In the "what's most important for 'believability'" thread, there's a kind of gentle & mannerly impasse where a number of members that state the room is the just as important an element in believability (depending on the speaker) as the source & electronics.
I've not had much experience with different room treatments as mostly the rooms I've listened to reproduction in were what I considered of a reasonable quality, acoustically.
Recently I've discovered DML speakers - distributed mode loudspeakers popularised by NXT speakers. I must admit that I never paid much attention to these as they were marketed more as PC speakers & "lifestyle" speakers rather than hiFi. Maybe it's because this speaker technology has evolved somewhat to address the shortcomings of DML & BMR (Balanced Mode Radiators) have developed from them?
But anyway, the point of this technology is that instead of the optimal goal of traditional speaker technology which was a point source radiator for all audible frequencies, DML has a different dispersive way of radiating sound. Traditional speakers use a pistonic driver attached to a cone to generate longitudinal sound waves (correlated between speakers) wheres DML use a panel on which resonances are created at the various frequencies - transverse sound waves.
Unfortunately, I don't have AES membership &
this site (Tectonic) have many AES papers on DML & room interaction but this
public paper is a good summary of the main ideas - summarised here:
In live performances:
· The sound sources are multidirectional, radiating sound in all directions, most of it away from individual listeners in the audience.
· Perceptions of timbre, space, and envelopment created by reflections within the room are essential parts of the performance.
In sound reproduction:
· Most loudspeakers have significant directivity and are aimed at listeners. Nevertheless, if the playback system is truly up-to-snuff, this directivity generally need not be considered a negative by any means. For that matter, the soundstage itself can be considered to have a significant directivity and it too is aimed at listeners planted in the audience."

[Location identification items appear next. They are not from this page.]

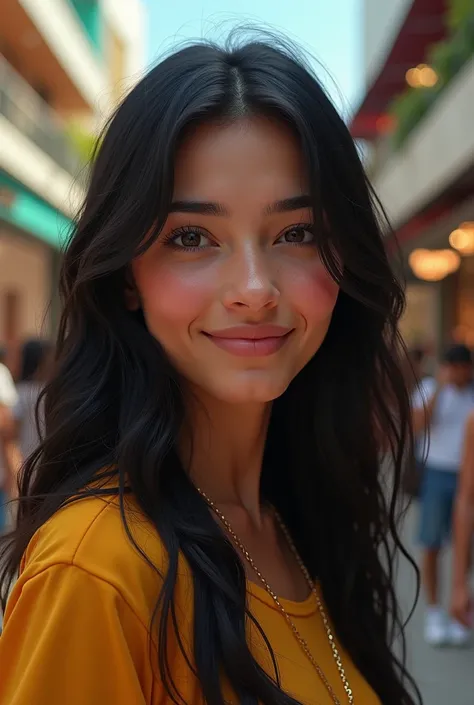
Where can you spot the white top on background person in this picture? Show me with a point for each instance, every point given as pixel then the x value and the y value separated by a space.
pixel 8 399
pixel 446 402
pixel 24 415
pixel 35 360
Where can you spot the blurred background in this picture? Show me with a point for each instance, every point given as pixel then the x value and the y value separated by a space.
pixel 400 71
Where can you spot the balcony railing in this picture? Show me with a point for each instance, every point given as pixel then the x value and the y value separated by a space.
pixel 26 110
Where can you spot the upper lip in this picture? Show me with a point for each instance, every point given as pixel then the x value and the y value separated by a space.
pixel 251 332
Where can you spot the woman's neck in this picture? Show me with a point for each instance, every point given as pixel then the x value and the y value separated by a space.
pixel 223 452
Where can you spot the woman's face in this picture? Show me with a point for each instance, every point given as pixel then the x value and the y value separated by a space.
pixel 234 288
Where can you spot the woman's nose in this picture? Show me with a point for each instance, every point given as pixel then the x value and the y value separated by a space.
pixel 249 282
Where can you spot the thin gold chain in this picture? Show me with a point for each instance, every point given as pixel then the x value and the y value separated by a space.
pixel 300 639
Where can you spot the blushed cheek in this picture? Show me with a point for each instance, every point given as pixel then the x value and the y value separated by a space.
pixel 314 292
pixel 174 297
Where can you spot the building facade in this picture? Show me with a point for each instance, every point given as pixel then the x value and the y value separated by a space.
pixel 64 64
pixel 416 120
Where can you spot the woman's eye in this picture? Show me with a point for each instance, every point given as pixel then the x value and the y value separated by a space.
pixel 296 236
pixel 191 239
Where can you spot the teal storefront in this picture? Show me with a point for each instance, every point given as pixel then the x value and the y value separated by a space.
pixel 32 235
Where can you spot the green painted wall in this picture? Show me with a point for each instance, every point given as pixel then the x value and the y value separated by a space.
pixel 90 16
pixel 28 212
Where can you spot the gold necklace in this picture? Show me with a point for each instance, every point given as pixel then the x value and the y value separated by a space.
pixel 302 642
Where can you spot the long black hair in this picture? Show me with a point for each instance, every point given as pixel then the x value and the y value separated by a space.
pixel 115 400
pixel 33 356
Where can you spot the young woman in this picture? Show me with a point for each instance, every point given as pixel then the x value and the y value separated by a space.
pixel 204 521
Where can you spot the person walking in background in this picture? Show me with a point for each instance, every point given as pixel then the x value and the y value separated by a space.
pixel 441 406
pixel 9 455
pixel 33 377
pixel 462 603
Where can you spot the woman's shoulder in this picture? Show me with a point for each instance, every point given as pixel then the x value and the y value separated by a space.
pixel 90 534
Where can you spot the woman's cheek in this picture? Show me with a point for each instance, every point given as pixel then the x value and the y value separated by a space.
pixel 176 294
pixel 313 291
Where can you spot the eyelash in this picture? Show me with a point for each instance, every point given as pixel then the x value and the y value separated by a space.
pixel 169 240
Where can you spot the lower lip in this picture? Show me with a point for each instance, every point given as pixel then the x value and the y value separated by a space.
pixel 246 347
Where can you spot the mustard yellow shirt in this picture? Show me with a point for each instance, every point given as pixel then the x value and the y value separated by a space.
pixel 77 623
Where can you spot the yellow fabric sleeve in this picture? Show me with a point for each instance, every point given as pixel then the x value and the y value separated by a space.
pixel 70 638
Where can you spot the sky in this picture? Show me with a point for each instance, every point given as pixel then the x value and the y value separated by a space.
pixel 330 30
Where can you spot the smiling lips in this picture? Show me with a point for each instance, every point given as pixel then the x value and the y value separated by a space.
pixel 251 340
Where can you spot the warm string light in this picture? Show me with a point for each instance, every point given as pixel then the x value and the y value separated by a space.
pixel 422 76
pixel 433 265
pixel 462 239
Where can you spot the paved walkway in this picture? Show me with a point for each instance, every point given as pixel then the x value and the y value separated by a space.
pixel 444 676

· Ideally, perceptions of timbre, direction, distance, space, and envelopment should be conveyed by multichannel audio systems delivering specific kinds of sounds to loudspeakers in specific locations. Whoever said that multi-channel is a requirement is to me an excellent indicator they know very little what they speaketh.
· Ideally, what listeners should hear should be independent of the room around them. To a great extent, I agree. In practice it is the required degree of independence that is under investigation. Hardly. Since few if any do any real investigation into such matters. The fact that the author thinks multi-channel is a required ingredient to any solution tells me that if there was any such "investigation", what are the real credentials of the investigator?
This makes sense to me & would seem to suggest that room treatment for this technology is both far less & essentially different to that used for traditional, directive speakers.
What do people make of this in the light of the idea that one can treat a room to achieve a "great" sounding room?
Not much. Especially if the one making such a claim is convinced multi-channel is a requirement for any potential solution.
I have two questions (at the moment):
Q1. how is this room treatment designed to achieve the "great" room as it appears that there isn't a consensus about this?
Assuming the room is of reasonable quality to start, if the playback system is up-to-snuff (you can count them on one hand maybe), the room treatment should have little effect because what should be an overwhelming amount of music info filling the room (by a well-thought-out playback system) should easily overtake or overshadow a given room's reasonable deficiencies.
Q2. Is this lack of consensus because it's not a "great room" that's being designed - it's actually dependent on the speakers being used in that room.
No, it's not dependent on the speakers being used in that room. Well, nothing like the weight some-to-many like to give speakers in general.